In 2013, Murphy was a signatory to an amicus curiae brief submitted to the Supreme Court in support of same-sex marriage during the Hollingsworth v. Perry case.

During the 2016 election, Murphy created and hosted the Radio Free GOP podcast, consistently rated as one of the most popular political podcasts on iTunes.

In June 2019, Murphy launched the "Hacks on Tap" podcast with David Axelrod, focusing on developments in the 2020 Election. Former White House Press Secretary Robert Gibbs also collaborates on the podcast.

Murphy is a strategic advisor to Republican Voters Against Trump, a project of Defending Democracy Together, launched in May 2020.

Murphy endorsed Democratic presidential nominee Kamala Harris in the 2024 presidential election.

=== Revolution Agency ===
In 1986, Murphy teamed with close friend Alex Castellanos to form Murphy & Castellanos. In 1989, he established MPGH, which he sold eleven years later to Interpublic. Murphy is currently senior partner at Revolution Agency, a political advertising, advocacy, public affairs and political consulting firm in Washington, D.C. At Revolution, Murphy advises a variety of Fortune 500 companies, hedge funds, interest groups, political action committees and trade associations.

===Right to Rise PAC===
In the 2016 election cycle, Murphy served as chief strategist for Right to Rise, a PAC supporting Jeb Bush's U.S. presidential campaign. The PAC raised over 100 million dollars, a record in primary PAC fundraising. Murphy set the PAC's strategy based on the assumption that Trump's campaign would inevitably fail, and so the PAC would instead concentrate on defeating other GOP candidates, "candidates in our lane that we can overcome." Right to Rise spent over $118 million over the course of the 2016 Republican presidential primary. Despite this sum, Jeb Bush only won a total of 4 Republican delegates and received a total 94,699 votes. A staggering $1,246.05 per vote. On February 20, 2016, after a series of disappointing results in the Republican primaries, Bush announced that he was suspending his campaign.

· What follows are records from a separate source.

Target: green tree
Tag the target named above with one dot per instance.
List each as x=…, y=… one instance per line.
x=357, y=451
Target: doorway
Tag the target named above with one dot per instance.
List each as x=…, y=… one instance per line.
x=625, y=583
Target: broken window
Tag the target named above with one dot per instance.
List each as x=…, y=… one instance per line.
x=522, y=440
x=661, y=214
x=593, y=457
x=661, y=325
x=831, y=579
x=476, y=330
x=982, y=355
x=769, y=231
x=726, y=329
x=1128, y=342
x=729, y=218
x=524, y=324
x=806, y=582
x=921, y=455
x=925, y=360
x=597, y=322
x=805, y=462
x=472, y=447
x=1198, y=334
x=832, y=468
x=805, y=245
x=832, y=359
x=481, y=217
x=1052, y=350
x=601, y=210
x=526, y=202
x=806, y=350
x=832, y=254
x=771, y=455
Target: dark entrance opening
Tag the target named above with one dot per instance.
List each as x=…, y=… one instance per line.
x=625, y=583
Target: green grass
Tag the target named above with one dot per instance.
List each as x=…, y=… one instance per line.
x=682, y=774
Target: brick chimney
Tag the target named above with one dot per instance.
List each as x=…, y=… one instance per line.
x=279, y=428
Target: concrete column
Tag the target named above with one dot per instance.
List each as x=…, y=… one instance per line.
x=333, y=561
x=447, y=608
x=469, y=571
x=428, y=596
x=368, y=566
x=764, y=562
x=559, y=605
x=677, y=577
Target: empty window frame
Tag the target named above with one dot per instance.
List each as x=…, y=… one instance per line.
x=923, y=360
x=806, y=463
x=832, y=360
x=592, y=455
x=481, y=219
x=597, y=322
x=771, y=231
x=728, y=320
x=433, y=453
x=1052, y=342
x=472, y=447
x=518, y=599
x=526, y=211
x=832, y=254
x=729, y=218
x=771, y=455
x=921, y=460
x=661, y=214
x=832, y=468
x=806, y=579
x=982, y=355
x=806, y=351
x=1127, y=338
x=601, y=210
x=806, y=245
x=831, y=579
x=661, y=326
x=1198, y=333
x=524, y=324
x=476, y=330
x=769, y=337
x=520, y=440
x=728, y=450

At that point Right to Rise refunded more than 12 million dollars to its donors, the only candidate PAC in the 2016 to manage its funds in a way to make possible a major refund of unspent contributions. Murphy refused to endorse or vote for Donald Trump after the latter's nomination as the Republican Party's candidate for the U.S. presidency, citing Trump's history of making racially charged remarks as a prohibiting factor.

== Personal life ==
Murphy is a Republican and lives with his wife Tiffany Daniel, a Democrat whom he married in 2011, in Hancock Park, California and who also works as a writer and producer in the entertainment industry. He has a daughter as well as a brother who lives in Georgia.